Open Speech and Language Resources



AliMeeting

Identifier: SLR119

Summary: A Free Mandarin Multi-channel Meeting Speech Corpus, provided by Alibaba Group

Category: Speech

License: CC BY-SA 4.0

About this resource:

The AliMeeting Mandarin corpus, originally designed for ICASSP 2022 Multi-channel Multi-party Meeting Transcription Challenge (M2MeT), is recorded from real meetings, including far-field speech collected by an 8-channel microphone array as well as near-field speech collected by each participants' headset microphone. The dataset contains 118.75 hours of speech data in total, divided into 104.75 hours for training (Train), 4 hours for evaluation (Eval) and 10 hours as test set (Test), according to M2MeT challenge arrangement. Specifically, the Train, Eval and Test sets contain 212, 8 and 20 meeting sessions respectively, and each session consists of a 15 to 30-minute discussion by 2-4 participants. AliMeeting covers a variety of aspects in real-world meetings, including diverse meeting rooms, various number of meeting participants and different speaker overlap ratios. High-quality transcriptions are provided as well. The dataset can be used for tasks in meeting rich transcriptions, including speaker diarization and multi-speaker automatic speech recognition.

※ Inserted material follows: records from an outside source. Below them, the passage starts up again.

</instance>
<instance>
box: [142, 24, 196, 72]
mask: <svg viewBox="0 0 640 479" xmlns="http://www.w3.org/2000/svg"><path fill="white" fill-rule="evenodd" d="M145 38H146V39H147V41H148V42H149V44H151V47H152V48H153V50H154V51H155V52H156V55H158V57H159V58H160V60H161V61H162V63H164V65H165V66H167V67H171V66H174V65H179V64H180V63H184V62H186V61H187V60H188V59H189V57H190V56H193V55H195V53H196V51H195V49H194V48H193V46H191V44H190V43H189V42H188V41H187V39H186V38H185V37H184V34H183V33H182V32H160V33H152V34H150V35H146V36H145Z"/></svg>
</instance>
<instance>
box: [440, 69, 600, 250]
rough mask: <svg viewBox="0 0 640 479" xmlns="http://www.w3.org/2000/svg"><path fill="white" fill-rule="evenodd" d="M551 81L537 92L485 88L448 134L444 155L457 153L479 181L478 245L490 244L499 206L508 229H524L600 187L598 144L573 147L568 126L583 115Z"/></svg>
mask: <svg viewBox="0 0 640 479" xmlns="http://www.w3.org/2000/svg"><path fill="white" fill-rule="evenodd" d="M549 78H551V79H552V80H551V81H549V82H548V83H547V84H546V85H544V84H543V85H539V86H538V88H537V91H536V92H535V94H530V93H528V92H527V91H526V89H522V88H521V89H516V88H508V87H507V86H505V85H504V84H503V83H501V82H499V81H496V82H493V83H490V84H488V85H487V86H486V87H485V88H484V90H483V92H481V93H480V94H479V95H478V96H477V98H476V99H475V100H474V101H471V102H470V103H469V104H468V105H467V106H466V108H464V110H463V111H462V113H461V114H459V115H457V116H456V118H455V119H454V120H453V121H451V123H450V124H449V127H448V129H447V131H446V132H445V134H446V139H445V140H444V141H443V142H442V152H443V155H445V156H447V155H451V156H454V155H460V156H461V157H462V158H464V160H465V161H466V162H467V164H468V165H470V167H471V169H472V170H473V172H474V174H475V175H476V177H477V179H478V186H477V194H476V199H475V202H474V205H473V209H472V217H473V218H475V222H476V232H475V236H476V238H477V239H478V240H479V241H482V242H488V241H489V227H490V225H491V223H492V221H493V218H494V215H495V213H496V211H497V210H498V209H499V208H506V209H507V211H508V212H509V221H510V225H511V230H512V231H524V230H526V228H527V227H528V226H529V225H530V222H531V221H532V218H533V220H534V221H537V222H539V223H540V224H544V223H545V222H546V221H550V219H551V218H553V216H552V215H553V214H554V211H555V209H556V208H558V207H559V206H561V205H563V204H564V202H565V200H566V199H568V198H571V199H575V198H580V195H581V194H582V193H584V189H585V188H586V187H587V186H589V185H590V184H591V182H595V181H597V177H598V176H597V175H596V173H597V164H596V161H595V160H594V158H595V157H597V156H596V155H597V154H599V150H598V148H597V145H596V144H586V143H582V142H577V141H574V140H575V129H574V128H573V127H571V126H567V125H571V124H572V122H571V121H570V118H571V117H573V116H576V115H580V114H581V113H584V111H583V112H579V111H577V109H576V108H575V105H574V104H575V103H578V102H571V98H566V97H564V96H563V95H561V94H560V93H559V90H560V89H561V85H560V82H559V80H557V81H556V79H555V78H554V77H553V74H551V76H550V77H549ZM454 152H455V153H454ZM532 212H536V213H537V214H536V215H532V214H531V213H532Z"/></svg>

Associated with the dataset, the details of ICASSP 2022 Multi-channel Multi-party Meeting Transcription Challenge (M2MeT) can be found here: Challenge website link

You can cite the data using the following BibTeX entry:

@inproceedings{Yu2022M2MeT,
  title={M2{M}e{T}: The {ICASSP} 2022 Multi-Channel Multi-Party Meeting Transcription Challenge},
  author={Yu, Fan and Zhang, Shiliang and Fu, Yihui and Xie, Lei and Zheng, Siqi and Du, Zhihao and Huang, Weilong and Guo, Pengcheng and Yan, Zhijie and Ma, Bin and Xu, Xin and Bu, Hui},
  booktitle={Proc. ICASSP},
  year={2022},
  organization={IEEE}
}

@inproceedings{Yu2022Summary,
  title={Summary On The {ICASSP} 2022 Multi-Channel Multi-Party Meeting Transcription Grand Challenge},
  author={Yu, Fan and Zhang, Shiliang and Guo, Pengcheng and Fu, Yihui and Du, Zhihao and Zheng, Siqi and Huang, Weilong and Xie, Lei  and Tan, Zheng-Hua and Wang, DeLiang and Qian, Yanmin and Lee, Kong Aik and Yan, Zhijie and Ma, Bin and Xu, Xin and Bu, Hui},
  booktitle={Proc. ICASSP},
  year={2022},
  organization={IEEE}
}

Challenge introduction paper: M2MeT: The ICASSP 2022 Multi-Channel Multi-Party Meeting Transcription Challenge

Challenge summary paper: Summary On The ICASSP 2022 Multi-Channel Multi-Party Meeting Transcription Grand Challenge

External URLs:
https://speech-lab-share-data.oss-cn-shanghai.aliyuncs.com/AliMeeting/openlr/Train_Ali_far.tar.gz   ([73.24G] (AliMeeting Train set, 8-channel microphone array speech) )
https://speech-lab-share-data.oss-cn-shanghai.aliyuncs.com/AliMeeting/openlr/Train_Ali_near.tar.gz   ([22.85G] (AliMeeting Train set, headset microphone speech) )
https://speech-lab-share-data.oss-cn-shanghai.aliyuncs.com/AliMeeting/openlr/Eval_Ali.tar.gz   ([3.42G] (AliMeeting Eval set, 8-channel microphone array speech, headset microphone speech) )
https://speech-lab-share-data.oss-cn-shanghai.aliyuncs.com/AliMeeting/openlr/Test_Ali.tar.gz   ([8.90G] (AliMeeting Test set, 8-channel microphone array speech, headset microphone speech) )